The transfers were handled by an Estonian unit of Swedbank, according to SVT. They allegedly occurred after 2014, when the United States imposed financial sanctions on several major Russian state-owned companies in response to Moscow's annexation of Ukraine's Crimea Peninsula.

U.S. regulators are now looking at whether Swedbank's handling of the transactions violated those sanctions, SVT said.

In February, SVT investigative reporters published an internal report that explored other money-laundering allegations against Swedbank. Those revelations led to the firing of the bank's chief executive and the departure of its chairman and members of the board.

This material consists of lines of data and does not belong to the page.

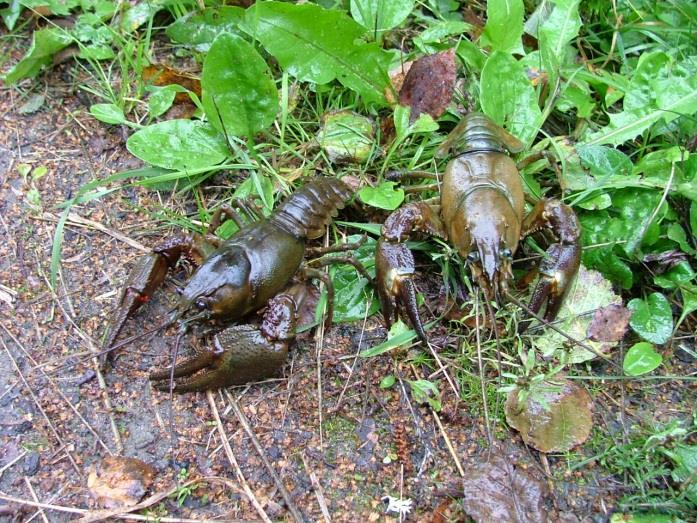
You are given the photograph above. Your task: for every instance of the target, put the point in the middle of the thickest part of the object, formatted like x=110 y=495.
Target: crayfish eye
x=201 y=304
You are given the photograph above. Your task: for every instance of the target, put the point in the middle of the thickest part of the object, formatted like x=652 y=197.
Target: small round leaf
x=652 y=318
x=640 y=359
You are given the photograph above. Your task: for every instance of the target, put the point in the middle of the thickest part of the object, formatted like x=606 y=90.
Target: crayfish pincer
x=235 y=277
x=480 y=212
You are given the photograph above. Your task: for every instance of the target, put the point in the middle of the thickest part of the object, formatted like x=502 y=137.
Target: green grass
x=603 y=60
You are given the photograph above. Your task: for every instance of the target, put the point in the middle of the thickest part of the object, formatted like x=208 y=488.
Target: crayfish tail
x=307 y=212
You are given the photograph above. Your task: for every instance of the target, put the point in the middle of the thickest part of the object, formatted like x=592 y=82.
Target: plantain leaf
x=652 y=318
x=319 y=45
x=659 y=90
x=640 y=359
x=504 y=25
x=199 y=30
x=555 y=33
x=239 y=95
x=45 y=43
x=179 y=144
x=508 y=98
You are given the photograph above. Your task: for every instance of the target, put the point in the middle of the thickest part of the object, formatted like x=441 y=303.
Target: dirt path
x=338 y=447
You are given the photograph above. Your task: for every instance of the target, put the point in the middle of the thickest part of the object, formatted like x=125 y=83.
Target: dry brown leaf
x=161 y=75
x=497 y=490
x=428 y=86
x=119 y=481
x=555 y=417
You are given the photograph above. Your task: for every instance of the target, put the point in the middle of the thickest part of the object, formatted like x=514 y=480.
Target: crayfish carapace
x=235 y=277
x=480 y=211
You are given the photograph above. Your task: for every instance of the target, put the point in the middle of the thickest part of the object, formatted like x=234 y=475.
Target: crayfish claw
x=394 y=265
x=242 y=353
x=146 y=276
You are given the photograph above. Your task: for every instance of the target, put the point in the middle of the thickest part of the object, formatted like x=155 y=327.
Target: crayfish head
x=490 y=263
x=220 y=288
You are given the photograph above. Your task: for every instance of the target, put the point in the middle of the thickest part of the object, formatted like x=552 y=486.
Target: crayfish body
x=481 y=212
x=234 y=278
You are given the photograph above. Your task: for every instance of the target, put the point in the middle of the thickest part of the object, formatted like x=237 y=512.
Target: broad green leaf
x=162 y=98
x=659 y=90
x=108 y=113
x=346 y=136
x=652 y=318
x=599 y=229
x=179 y=144
x=354 y=298
x=384 y=196
x=387 y=381
x=676 y=276
x=378 y=16
x=199 y=29
x=504 y=25
x=641 y=358
x=45 y=43
x=139 y=13
x=239 y=95
x=555 y=34
x=604 y=161
x=10 y=14
x=319 y=45
x=508 y=98
x=423 y=124
x=555 y=417
x=471 y=54
x=424 y=391
x=587 y=293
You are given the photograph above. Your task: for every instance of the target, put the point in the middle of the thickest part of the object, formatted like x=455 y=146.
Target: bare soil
x=338 y=442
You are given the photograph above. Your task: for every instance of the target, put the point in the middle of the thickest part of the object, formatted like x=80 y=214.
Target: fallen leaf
x=555 y=416
x=161 y=75
x=346 y=137
x=119 y=481
x=609 y=323
x=589 y=292
x=497 y=490
x=428 y=86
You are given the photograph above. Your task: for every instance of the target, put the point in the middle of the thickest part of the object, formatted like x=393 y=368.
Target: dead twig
x=292 y=508
x=319 y=492
x=233 y=461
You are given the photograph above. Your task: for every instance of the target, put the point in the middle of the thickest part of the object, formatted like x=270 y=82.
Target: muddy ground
x=337 y=441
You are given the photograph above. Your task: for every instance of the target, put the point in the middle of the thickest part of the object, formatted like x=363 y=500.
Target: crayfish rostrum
x=481 y=212
x=235 y=277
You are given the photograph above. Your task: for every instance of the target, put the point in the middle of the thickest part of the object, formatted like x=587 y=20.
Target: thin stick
x=60 y=392
x=78 y=221
x=233 y=461
x=448 y=443
x=41 y=409
x=90 y=516
x=480 y=363
x=95 y=363
x=539 y=318
x=292 y=508
x=33 y=495
x=319 y=493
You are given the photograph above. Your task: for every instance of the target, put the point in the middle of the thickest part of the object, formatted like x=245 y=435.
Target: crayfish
x=235 y=278
x=481 y=212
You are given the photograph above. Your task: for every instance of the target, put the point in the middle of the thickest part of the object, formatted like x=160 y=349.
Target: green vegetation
x=607 y=91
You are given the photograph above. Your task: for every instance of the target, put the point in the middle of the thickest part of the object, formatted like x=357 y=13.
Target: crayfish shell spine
x=307 y=212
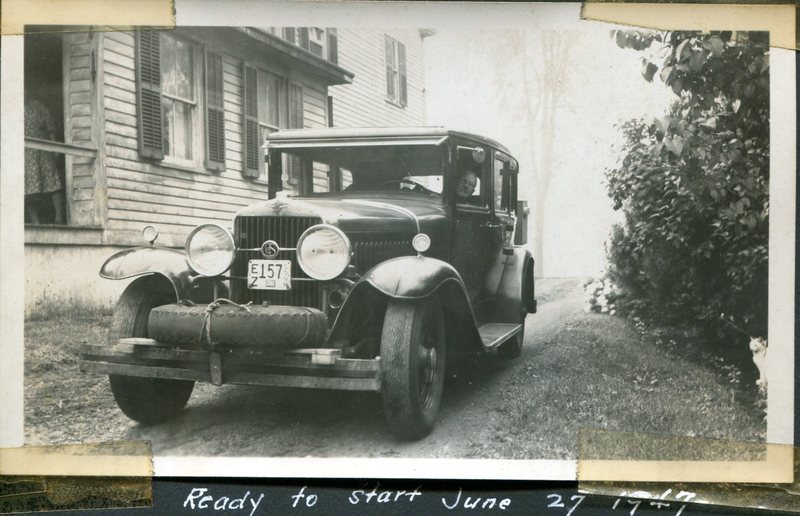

Meanwhile, an internal Swedbank report has allegedly uncovered millions of dollars in suspicious transactions involving Mikhail Abyzov, a former Russian government official who used to be in charge of trying to make the Russian government more transparent.

Appointed in 2012 by then-President Dmitry Medvedev as a top adviser, Abyzov was arrested in Russia earlier this year and charged with embezzlement and related charges.

Abyzov used a network of offshore companies to move nearly $800 million, primarily through Swedbank accounts, according to the report obtained by SVT and the Organized Crime & Corruption Reporting Project (OCCRP).

The report was the result of an internal investigation by Swedbank into the bank's Estonian subsidiary.

Abyzov's Swedbank accounts were closed by Swedbank in 2017.

According to OCCRP, one manager at a Swedbank Estonian affiliate was in charge of many of the Abyzov transactions. Immediately after the manager quit at Swedbank, he became the head of a company in Cyprus owned by Abyzov, OCCRP said.

The reports are the latest to highlight the role of major European banks, and their Baltic units in particular, that allegedly handled large volumes of suspicious money transfers, much of which originated in Russia.

Denmark's largest lender, Danske Bank, is under investigation in several countries, including the United States, Denmark, Britain and Estonia, over suspicious payments totaling 200 billion euros ($220 billion).